About anger and healing

People have an amazing range of behavior. Unlike other animals who act out of instinct, we have the ability not only to to choose among a number of goals but to plan our behavior in an attempt to achieve them.

What surprises me, though, is how often people use this ability to sabotage themselves and actually make life worse for themselves. For example, there are people who choose to be angry for long periods of time– sometimes for their whole life. They may legitimately have been done wrong or they may feel themselves wronged. What they do with the anger and frustration they feel determines what their lives will be like. If they choose to remain angry, they are embarking on a lifetime of unhappiness. They may feel as if their anger is punishing the other person or persons who have wronged them. They may feel justified and righteous about the anger. They may choose to act angry, talk angry, and be angry– all in an attempt to set the record straight. After a while, their anger becomes their close friend, their identity. It feels right- familiar if not comfortable. But, in fact, they are harming themselves and the people they love.

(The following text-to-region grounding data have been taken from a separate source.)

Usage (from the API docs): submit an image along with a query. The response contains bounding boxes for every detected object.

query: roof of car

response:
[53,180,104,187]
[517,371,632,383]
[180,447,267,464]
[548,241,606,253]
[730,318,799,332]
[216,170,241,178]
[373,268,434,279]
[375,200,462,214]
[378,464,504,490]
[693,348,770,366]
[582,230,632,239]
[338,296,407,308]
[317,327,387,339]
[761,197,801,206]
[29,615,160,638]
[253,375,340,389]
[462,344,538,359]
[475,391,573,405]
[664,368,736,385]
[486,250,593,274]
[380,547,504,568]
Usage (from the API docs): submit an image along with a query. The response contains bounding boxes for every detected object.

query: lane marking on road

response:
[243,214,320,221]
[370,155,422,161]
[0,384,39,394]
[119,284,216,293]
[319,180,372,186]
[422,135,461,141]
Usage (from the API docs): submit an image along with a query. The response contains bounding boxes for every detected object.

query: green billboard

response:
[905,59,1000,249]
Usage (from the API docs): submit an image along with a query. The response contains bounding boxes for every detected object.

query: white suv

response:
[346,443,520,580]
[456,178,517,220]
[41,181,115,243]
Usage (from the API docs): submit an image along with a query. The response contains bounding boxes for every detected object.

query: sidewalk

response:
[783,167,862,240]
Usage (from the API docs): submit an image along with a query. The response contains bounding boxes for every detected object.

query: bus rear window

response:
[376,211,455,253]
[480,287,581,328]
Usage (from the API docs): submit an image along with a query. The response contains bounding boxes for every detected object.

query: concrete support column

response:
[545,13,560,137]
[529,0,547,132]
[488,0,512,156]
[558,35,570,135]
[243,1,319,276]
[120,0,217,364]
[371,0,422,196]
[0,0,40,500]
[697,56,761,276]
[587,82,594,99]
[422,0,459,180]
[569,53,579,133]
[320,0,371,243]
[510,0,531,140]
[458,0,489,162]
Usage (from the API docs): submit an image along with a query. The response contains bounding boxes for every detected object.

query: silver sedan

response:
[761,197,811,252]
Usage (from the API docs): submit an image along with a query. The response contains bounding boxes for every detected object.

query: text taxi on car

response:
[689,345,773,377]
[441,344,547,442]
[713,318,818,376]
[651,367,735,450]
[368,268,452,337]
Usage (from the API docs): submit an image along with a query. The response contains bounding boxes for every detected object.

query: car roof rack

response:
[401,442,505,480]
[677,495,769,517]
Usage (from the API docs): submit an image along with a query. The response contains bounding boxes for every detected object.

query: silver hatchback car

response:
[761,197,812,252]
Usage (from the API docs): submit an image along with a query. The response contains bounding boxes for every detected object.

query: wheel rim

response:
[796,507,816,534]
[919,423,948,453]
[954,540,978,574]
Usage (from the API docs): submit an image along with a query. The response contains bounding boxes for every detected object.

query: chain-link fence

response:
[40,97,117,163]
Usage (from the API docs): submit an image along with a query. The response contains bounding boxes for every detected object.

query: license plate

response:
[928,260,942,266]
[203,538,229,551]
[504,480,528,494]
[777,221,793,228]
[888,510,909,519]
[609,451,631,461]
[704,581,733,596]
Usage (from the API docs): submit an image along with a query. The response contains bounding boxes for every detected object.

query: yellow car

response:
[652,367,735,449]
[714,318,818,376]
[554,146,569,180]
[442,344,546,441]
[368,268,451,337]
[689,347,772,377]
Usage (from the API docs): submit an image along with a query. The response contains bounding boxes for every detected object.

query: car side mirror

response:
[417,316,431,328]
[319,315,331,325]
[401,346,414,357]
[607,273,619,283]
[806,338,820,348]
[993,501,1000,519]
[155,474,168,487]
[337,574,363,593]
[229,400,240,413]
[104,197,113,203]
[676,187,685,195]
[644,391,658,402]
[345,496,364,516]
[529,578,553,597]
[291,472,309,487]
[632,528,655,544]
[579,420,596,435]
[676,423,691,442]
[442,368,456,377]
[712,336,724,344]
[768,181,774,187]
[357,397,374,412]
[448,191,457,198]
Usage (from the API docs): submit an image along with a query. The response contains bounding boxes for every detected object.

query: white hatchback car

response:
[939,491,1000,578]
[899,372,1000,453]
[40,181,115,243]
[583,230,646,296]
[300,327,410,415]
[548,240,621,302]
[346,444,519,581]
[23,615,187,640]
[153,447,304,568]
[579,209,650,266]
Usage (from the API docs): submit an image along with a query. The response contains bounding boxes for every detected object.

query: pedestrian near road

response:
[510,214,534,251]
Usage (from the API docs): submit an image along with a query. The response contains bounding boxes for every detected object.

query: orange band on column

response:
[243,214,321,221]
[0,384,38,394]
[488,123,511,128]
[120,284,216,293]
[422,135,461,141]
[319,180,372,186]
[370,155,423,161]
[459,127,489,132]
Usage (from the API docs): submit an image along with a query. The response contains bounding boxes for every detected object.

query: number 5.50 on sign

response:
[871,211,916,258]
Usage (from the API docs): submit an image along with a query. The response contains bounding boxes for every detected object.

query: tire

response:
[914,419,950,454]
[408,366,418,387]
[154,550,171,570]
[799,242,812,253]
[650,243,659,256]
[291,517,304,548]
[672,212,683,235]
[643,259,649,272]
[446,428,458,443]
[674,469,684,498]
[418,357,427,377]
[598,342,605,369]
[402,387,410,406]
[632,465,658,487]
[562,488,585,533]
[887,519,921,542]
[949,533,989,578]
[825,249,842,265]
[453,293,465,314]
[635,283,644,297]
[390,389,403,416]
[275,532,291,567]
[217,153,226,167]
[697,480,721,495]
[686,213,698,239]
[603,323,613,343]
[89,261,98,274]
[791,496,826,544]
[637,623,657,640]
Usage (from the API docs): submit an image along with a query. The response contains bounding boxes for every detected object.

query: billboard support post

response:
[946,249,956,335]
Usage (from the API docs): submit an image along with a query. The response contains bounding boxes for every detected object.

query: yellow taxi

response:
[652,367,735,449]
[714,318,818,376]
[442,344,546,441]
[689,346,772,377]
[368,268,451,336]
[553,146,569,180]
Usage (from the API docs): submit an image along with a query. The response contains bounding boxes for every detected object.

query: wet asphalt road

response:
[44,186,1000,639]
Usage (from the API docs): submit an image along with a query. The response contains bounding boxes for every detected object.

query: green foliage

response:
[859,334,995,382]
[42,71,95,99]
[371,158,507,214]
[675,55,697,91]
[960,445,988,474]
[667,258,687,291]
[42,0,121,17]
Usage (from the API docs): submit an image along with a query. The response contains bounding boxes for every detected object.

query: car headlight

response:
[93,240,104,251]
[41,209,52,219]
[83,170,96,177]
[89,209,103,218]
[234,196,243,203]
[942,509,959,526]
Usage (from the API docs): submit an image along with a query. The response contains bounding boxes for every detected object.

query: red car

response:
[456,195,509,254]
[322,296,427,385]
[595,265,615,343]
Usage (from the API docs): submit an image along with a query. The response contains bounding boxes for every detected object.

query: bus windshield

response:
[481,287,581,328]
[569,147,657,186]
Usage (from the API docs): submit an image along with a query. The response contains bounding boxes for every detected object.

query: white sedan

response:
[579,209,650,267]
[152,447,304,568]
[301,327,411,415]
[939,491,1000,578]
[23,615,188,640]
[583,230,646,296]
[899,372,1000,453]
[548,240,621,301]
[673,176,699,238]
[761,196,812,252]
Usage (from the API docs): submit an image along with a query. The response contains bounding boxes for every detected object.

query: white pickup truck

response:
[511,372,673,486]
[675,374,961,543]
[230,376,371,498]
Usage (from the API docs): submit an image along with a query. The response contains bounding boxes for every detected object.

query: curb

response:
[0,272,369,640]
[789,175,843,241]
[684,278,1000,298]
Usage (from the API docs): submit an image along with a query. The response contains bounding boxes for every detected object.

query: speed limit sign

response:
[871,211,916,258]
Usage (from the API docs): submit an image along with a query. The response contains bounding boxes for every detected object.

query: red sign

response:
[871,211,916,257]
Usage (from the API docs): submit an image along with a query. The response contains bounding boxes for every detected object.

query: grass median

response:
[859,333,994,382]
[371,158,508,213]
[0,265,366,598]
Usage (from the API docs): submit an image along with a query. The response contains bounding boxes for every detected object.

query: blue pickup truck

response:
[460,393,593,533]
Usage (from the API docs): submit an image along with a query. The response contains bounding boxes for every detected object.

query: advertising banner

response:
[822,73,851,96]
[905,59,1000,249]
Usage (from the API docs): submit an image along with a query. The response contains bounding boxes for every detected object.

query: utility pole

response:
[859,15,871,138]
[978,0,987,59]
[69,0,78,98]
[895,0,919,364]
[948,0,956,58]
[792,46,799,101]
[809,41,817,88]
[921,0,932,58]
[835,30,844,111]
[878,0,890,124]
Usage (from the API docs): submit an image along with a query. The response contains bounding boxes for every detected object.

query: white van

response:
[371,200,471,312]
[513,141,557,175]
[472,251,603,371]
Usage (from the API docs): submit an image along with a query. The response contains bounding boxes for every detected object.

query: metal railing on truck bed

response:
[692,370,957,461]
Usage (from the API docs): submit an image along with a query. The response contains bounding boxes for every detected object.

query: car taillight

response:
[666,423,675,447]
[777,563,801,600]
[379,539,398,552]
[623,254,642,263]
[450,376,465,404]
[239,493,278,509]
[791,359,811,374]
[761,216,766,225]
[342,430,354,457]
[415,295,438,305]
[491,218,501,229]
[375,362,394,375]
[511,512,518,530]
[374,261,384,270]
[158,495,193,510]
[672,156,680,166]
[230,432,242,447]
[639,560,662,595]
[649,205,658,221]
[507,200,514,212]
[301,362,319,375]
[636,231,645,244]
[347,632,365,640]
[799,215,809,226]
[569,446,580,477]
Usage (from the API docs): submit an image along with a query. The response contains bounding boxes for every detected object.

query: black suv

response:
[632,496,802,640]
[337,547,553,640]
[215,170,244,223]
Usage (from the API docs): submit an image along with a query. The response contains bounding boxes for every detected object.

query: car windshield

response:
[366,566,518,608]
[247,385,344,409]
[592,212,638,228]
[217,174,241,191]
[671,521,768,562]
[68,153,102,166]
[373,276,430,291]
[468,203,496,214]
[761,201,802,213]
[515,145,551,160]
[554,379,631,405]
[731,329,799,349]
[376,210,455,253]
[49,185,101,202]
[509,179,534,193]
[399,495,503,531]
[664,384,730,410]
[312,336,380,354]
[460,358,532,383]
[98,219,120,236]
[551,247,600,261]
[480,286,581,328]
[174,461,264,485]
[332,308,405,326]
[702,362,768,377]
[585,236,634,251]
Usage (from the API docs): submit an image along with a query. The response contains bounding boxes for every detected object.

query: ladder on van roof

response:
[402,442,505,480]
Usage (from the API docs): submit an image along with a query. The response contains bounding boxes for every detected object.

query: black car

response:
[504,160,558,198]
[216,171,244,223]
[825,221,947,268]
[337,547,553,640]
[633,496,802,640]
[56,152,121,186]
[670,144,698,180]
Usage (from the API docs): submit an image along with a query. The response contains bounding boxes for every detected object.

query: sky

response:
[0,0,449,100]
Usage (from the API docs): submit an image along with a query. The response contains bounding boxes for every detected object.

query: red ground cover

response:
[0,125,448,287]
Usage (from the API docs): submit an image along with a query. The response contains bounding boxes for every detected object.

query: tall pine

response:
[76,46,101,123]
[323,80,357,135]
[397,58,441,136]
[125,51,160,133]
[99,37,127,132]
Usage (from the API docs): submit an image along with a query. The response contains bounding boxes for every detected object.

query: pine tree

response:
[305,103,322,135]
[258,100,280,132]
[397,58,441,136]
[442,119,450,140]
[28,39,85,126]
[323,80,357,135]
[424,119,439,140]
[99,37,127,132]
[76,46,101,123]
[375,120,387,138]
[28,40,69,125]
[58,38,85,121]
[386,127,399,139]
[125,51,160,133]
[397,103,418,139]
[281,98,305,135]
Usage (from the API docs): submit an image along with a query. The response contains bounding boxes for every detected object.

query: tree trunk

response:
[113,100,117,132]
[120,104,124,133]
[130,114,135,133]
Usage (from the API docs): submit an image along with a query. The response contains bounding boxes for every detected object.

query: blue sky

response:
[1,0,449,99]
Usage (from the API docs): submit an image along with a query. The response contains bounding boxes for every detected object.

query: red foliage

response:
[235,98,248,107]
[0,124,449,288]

Anger makes people look harsh. It make them age prematurely. It takes away the joy from their lives. It hurts the ones they love the most.

So what is one to do? Well, if there is hurt, then something has to happen to make it go away. If the person who did the hurting did it maliciously, then there really isn’t the possibility of talking it over. So what we need to do as healthy adults is to find a way to let go of the anger. Sometimes physical activity works to dissipate the tension. Sometimes talking with a friend who can be a sounding board is helpful. Sometimes sitting and writing about it helps to get the hurt out. But ultimately, to live a good life, it’s important to let the anger go.

People can choose to have a good life. They can choose to transform negative experiences into growing experiences that sensitize them to others’ hurts and enable them to bring kindness and healing to others.

A number of years ago a young woman, Shoshana Greenbaum, was murdered in the Sbarro’s bombing in Jerusalem. Her husband, Shmuel, has turned his pain into a campaign for kindness. Anger, although fully justified, would have achieved nothing. It would have prolonged his pain. His decision to respond with kindness is allowing him to rebuild his life.

If he could make that decision, can’t the rest of us?